I'm not sure what your objection is here. Are you objecting to the fact that it must be a LiveCD, the fact that the LiveCD installer uses anaconda/firstboot, or the dependencies of anaconda/firstboot?
Sorry if i was unclear: I am objecting to the dependencies of system-config-keyboard. AFAICS it is not run embedded in firstboot and there is no need for a window-manager at that point. authconfig-gtk on the other hand requires one because it starts popup windows, but these work fine with whatever window manager is available. You can see this in the spins already.
The first is a policy issue that could be redressed. The second is unlikely to change (and would imply you'd be signing up to write your own if you didn't want to use anaconda/firstboot, which I can't imagine is what you want), and the third probably requires patch submissions.
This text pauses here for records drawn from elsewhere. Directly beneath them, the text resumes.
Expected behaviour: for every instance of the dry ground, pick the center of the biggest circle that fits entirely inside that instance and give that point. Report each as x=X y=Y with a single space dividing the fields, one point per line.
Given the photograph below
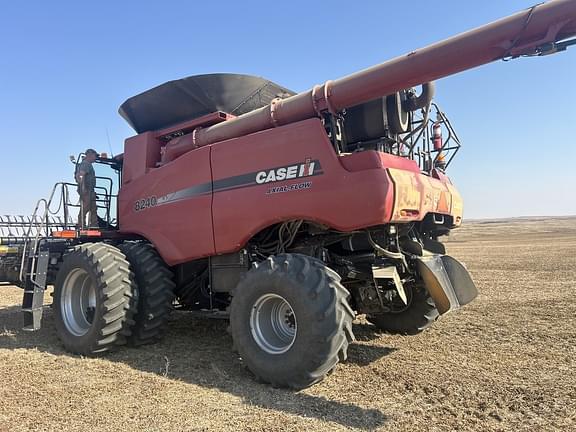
x=505 y=362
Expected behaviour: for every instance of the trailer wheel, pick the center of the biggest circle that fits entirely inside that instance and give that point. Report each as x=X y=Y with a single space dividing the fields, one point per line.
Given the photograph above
x=290 y=320
x=411 y=319
x=92 y=296
x=154 y=286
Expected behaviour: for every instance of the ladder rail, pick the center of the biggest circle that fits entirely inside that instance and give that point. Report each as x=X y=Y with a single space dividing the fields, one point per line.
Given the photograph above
x=38 y=227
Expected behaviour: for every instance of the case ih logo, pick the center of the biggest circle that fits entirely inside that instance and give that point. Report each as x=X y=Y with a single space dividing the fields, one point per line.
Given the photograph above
x=305 y=169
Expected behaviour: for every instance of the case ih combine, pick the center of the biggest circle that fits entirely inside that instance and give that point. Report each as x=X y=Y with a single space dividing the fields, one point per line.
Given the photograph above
x=287 y=213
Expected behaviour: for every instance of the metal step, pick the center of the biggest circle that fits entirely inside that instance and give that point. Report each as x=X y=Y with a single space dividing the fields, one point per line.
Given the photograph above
x=33 y=301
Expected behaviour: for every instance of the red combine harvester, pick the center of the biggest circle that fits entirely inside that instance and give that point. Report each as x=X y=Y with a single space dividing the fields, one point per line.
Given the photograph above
x=287 y=214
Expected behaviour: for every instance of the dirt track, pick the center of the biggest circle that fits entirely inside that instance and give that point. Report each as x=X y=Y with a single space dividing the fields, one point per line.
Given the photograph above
x=505 y=362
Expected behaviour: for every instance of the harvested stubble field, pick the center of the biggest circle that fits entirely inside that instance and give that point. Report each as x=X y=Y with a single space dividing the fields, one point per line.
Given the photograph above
x=505 y=362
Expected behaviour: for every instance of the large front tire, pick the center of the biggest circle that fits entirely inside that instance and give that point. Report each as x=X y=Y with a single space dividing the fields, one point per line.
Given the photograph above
x=291 y=321
x=155 y=289
x=92 y=296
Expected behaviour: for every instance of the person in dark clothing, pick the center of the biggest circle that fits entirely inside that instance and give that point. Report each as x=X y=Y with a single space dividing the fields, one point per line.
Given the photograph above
x=86 y=179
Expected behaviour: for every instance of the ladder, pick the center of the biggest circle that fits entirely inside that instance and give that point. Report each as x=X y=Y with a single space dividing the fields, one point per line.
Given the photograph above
x=36 y=254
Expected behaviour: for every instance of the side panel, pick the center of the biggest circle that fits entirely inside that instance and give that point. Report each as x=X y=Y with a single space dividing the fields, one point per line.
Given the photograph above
x=171 y=207
x=251 y=190
x=417 y=195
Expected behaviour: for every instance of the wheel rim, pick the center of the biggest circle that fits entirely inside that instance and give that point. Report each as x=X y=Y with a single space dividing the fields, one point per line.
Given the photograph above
x=78 y=302
x=273 y=324
x=397 y=306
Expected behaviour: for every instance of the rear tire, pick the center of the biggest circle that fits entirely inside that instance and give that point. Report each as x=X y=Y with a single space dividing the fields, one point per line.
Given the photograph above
x=92 y=296
x=420 y=314
x=291 y=321
x=154 y=285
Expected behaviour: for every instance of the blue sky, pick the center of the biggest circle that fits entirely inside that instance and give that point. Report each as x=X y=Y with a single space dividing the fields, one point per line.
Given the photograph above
x=66 y=66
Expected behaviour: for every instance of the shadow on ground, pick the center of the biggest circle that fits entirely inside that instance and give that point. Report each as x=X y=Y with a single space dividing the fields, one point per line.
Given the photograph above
x=200 y=352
(Note: due to the requirements for a window manager at installation time, anaconda may very well require metacity in the near future.)
Why not a virtual provide and let the spin maintainers and users decide? In F12 we changed anaconda to use any display manager that has a virtual provides for "service(graphical-login)" instead of hardcoding a list of display managers. We should do the same for window manager. Introducing a new hardcoded requirement for metacity with all it's overhead is a step backwards and a punch in the face of all people who are not using GNOME.
For example, there is a package called gconf2-branding-openSUSE which contains all the modified GConf schemas. By replacing this package, you can change the complete settings of the GNOME desktop. This would be useful for us too, think of a GNOME based Fedora Mini Spin for Netbooks, that wants to use another other panel layout. We cannot do this in Fedora ATM, but it is possible.
What prevents you doing in in Fedora? Have you submitted a package review, or an example spec?
I cannot submit a package review because the files included in the package conflict with the current packages. Before we can change something we need a packaging policy and in the past the GNOME maintainers have been unwilling to support these kind of changes.